Im Norden schließt die Verbindungsstraße mit einem Kreisverkehr an die Horn- und Markusstraße an. Südlicher Anknüpfungspunkt ist die Straße An der Lokrichthalle, die weiterführt zum schon bestehenden Kreisel Im Speyer. Die außerdem geplante Anbindung an die Luxemburger Straße durch eine neue Eisenbahnunterführung wird aufgrund der noch ausstehenden Abstimmung mit der Deutschen Bahn AG zur Kostenverteilung verschoben.
Neben Abbiegestreifen an den Grundstückseinfahrten ist ein grüner Mittelstreifen geplant, der mit 33 Amberbäumen bepflanzt werden soll. Südlich des Bahnhaltepunkts sind beidseitig Fahrradstreifen und gepflasterte Gehwege vorgesehen. Im nördlichen Abschnitt reicht der Platz nur für einen Gehweg auf der östlichen Straßenseite aus.
Von den veranschlagten Kosten von 15 Millionen Euro entfallen allein 4,2 Millionen auf den Grunderwerb und auf Entschädigungen für Betriebsumsiedlungen. Die Stadt erwartet einen Zuschuss von maximal 10,8 Millionen Euro aus einem Bund-Länder-Programm für Städtebau. Somit verbleibt ein städtischer Eigenanteil von 4,2 Millionen. Momentan ist der Baubeginn für Mitte August 2021 im südlichen Abschnitt geplant. Rund zwei Jahre später soll die Straße fertig sein.
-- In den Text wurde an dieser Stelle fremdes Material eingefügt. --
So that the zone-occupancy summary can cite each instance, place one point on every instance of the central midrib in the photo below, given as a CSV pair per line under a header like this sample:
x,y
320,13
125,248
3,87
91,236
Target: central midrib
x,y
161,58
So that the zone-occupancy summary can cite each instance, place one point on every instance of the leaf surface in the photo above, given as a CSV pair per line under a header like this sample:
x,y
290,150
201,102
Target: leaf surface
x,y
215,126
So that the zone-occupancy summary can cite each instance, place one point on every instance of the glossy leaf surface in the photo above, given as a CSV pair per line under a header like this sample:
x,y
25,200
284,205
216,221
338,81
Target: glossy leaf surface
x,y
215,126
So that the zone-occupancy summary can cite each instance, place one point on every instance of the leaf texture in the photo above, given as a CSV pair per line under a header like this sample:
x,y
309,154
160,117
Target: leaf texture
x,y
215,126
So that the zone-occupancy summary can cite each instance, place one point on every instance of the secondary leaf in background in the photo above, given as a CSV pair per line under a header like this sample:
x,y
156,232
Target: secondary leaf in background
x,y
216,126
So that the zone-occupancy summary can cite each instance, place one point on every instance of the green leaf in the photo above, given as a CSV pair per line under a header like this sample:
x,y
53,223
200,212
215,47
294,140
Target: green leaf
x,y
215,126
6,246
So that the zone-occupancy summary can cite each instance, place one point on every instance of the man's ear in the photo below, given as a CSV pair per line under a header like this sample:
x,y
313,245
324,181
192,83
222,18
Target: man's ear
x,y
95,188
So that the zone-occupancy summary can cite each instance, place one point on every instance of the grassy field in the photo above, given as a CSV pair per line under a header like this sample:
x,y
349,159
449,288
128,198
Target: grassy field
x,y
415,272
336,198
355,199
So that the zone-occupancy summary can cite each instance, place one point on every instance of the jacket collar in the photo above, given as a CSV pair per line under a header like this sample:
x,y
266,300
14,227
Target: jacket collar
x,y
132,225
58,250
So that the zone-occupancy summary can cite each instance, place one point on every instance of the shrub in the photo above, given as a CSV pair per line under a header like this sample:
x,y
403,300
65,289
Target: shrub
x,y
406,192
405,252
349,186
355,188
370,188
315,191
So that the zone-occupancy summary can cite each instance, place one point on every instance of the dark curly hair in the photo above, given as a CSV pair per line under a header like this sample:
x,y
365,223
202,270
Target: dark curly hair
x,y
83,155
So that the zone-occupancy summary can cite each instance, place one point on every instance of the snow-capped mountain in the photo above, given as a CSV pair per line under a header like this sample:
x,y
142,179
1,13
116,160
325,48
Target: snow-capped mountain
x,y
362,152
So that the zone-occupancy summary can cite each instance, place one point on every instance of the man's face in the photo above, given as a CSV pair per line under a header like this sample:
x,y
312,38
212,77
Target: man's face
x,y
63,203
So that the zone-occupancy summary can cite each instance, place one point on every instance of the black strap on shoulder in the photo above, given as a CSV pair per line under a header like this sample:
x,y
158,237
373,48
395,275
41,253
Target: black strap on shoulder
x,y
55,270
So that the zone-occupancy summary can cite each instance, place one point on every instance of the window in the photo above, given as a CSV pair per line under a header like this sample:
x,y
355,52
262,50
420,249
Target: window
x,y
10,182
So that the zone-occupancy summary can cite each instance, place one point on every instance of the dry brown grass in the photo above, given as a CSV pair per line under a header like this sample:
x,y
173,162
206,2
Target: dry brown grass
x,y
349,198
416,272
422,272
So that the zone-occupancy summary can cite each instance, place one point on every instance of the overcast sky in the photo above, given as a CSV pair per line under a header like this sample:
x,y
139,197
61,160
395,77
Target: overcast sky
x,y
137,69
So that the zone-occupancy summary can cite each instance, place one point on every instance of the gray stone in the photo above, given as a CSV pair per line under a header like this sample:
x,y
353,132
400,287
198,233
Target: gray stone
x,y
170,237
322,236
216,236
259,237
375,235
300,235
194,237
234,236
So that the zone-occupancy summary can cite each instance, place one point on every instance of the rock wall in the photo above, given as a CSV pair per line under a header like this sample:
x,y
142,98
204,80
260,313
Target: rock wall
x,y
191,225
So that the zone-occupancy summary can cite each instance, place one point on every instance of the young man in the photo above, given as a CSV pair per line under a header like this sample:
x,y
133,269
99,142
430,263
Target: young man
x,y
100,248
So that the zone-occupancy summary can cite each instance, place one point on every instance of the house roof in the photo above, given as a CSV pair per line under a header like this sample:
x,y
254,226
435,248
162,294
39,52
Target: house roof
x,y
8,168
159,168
Im Stadtrat gab es für das Projekt 43 Ja-Stimmen bei sieben Gegenstimmen der Grünen und des parteilosen Ratsmitglieds Dr. Ingrid Moritz. In der kurzen Debatte kritisierte Dominik Heinrich (Grüne) die „enormen Kosten" für ein Projekt, das zusätzlichen Verkehr erzeugen werde, statt ihn zu reduzieren. Im Ortsbeirat Trier-West wurde das Vorhaben aufgrund der erwarteten Entlastung für die bestehenden Verkehrsachsen begrüßt und einstimmig angenommen, wie Ortsvorsteher Marc Borkam berichtete.

Umbesetzungen
Im Nachgang zur Verpflichtung des neuen AfD- Ratsmitglieds Bernd Schulz in der Sitzung vom 22. September beschloss der Stadtrat mehrere Ausschussneubesetzungen: Schulz, der die Nachfolge von Cornelia Doeschl angetreten hat, vertritt seine Fraktion im Sozial-Dezernatsausschuss sowie im Schulträger- und im Jugendhilfeausschuss. Das Mandat von Doeschl im Bauausschuss übernimmt nach dem Ratsbeschluss Christa Kruchten-Pulm. Außerdem gab es einen Wechsel im TTM-Aufsichtsrat: Schulz übernimmt das Mandat von Doeschl. Zudem stimmte der Stadtrat drei Umbesetzungen bei der Linksfraktion zu: Marc-Bernhard Gleißner übernimmt das Mandat von Matthias Koster im Dezernatsausschuss III, den umgekehrten Wechsel gibt es im SWT-Verwaltungsrat. Im Aufsichtrat der EGP tritt Theresia Görgen die Nachfolge von Jörg Johann an.